Christmas Break-Down in Mental Health Ward : Mental Health

All I got for Christmas was a two week stay in an acute mental health ward. It wasn’t exactly how I planned it but you don’t plan a breakdown. Or hearing voices for the first time. This voice was no different from my own inner dialogue just more menacing.

I think that is what is meant by the break in break-down. We are always listening to a multitude of voices and thoughts but depression or extreme exhaustion can bring these things to the fore. I have been struggling with mental health issues since I finished University. The first panic attack which took me to hospital for a night was reduced by Diazepam. Unfortunately the Diazepam brought on sense impressions like hallucinations but less-real.

I did not seek further help because I hoped it would disappear and I went to Beijing with this hangover of a mental health issue. Beijing was an intense teaching experience with a mild strain of paranoia running through it. The job collapsed after a certain argument with a director. I packed my bags and did what is known as a mid-night run. I took a flight back home and landed in Brighton to seek help.

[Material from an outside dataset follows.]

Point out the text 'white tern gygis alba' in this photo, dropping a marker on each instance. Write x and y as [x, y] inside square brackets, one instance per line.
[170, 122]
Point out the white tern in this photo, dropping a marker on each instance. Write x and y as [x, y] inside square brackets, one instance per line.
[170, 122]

My illness reached a peek back home and I was diagnosed with an ‘existential crisis with elements of a psychosis.’ To me it sounded like a posh dish at a psychiatrist’s convention. There I was given help in the form of a psychiatrist and medication such as olanzapine. This curbed the excesses of my thinking and the reaction to the disturbed images and dreams I was having. But there is a point when you are deemed ‘not that bad’ in comparison to people who have deep mental health issues.

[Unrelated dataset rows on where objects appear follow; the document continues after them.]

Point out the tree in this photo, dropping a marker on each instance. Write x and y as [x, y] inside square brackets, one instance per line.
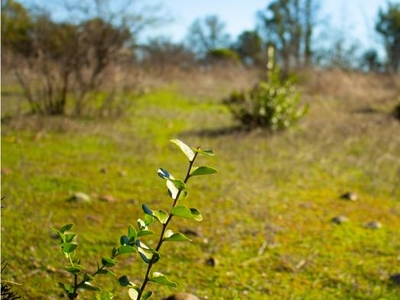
[15, 28]
[207, 34]
[289, 26]
[249, 46]
[388, 25]
[78, 61]
[161, 55]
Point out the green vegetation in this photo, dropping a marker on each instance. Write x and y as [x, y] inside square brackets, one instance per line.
[267, 215]
[135, 241]
[272, 104]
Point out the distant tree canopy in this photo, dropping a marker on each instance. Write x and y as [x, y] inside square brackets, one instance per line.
[250, 47]
[16, 26]
[388, 25]
[289, 25]
[207, 34]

To have a mental illness to me is a great shame. It’s an equal shame to being unemployed. There is the illness and there is the further illness brought on by no work and left marginalized with people unsure how to deal with you. Of course there are groups and clubs abound where you can seek help. But I considered it my man-duty to recover, deal with it, beat it, and win. That’s why I went to Prague because I could get work one-on-one and try and recover myself so I could post that I was winning not failing.

In Prague I found work immediately which made me feel happy that I was not reliant on anyone and enjoy the beautiful town to start a new life. But I still had a low level of paranoia and OCD type thinking which was maintained because I had cut myself of from human contact. After a few months I managed to get enough money together to pay for a counsellor and I could continue my life so when I went home for Christmas I was not expecting my condition to spike and take on a new form.

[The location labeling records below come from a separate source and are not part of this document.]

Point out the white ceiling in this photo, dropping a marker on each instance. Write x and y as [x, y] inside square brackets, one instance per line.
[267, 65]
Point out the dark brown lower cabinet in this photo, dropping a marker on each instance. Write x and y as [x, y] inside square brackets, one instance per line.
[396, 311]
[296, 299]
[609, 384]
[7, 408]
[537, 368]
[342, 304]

To come home for Christmas was to just heal personal wounds as I didn’t believe my family were that helpful to me when I had this breakdown in England. I admit that I too adopted a tough attitude of don’t tell anyone or choosing not to take medication so its not all their fault. While I believed I was winning in Prague there was still a deep layer of fear and paranoia and troubled thinking that needed to be dealt with.

I can’t go into to much detail about my current predicament. Words of paranoia and psychosis are being thrown round again. The term ‘hearing voices’ or ‘menacing dialogue’ as I would prefer are being mentioned. To summarize. It seems all the unresolved deeply held problems from childhood and since Uni have come back to the fore and resulted in a complete’ish breakdown. I have all the right people around me to help and most importantly admittance from myself that I am ill and need to help and follow the advice I was given last time.



  1. Bloody Hell, you’ve really been going through the horrors. I hope you can read comments (I’m not on Facebook) and I’m glad you’re getting the support you need. Look after yourself.


    • Thanks, in the end I have succumbed to medication but at least it works and I think Il get the right are and follow through with the advice. Blogging has been a great way of brining me back into the world and I appreciate all comments.

      Liked by 1 person

    • the funny thing is that I have always been a Bhuddist but when I started to have mental health difficulties I would sometimes end up outside Catholic churches and would always use Christian prayer as the words consoled me more than the Buddhist prayers. So thanks.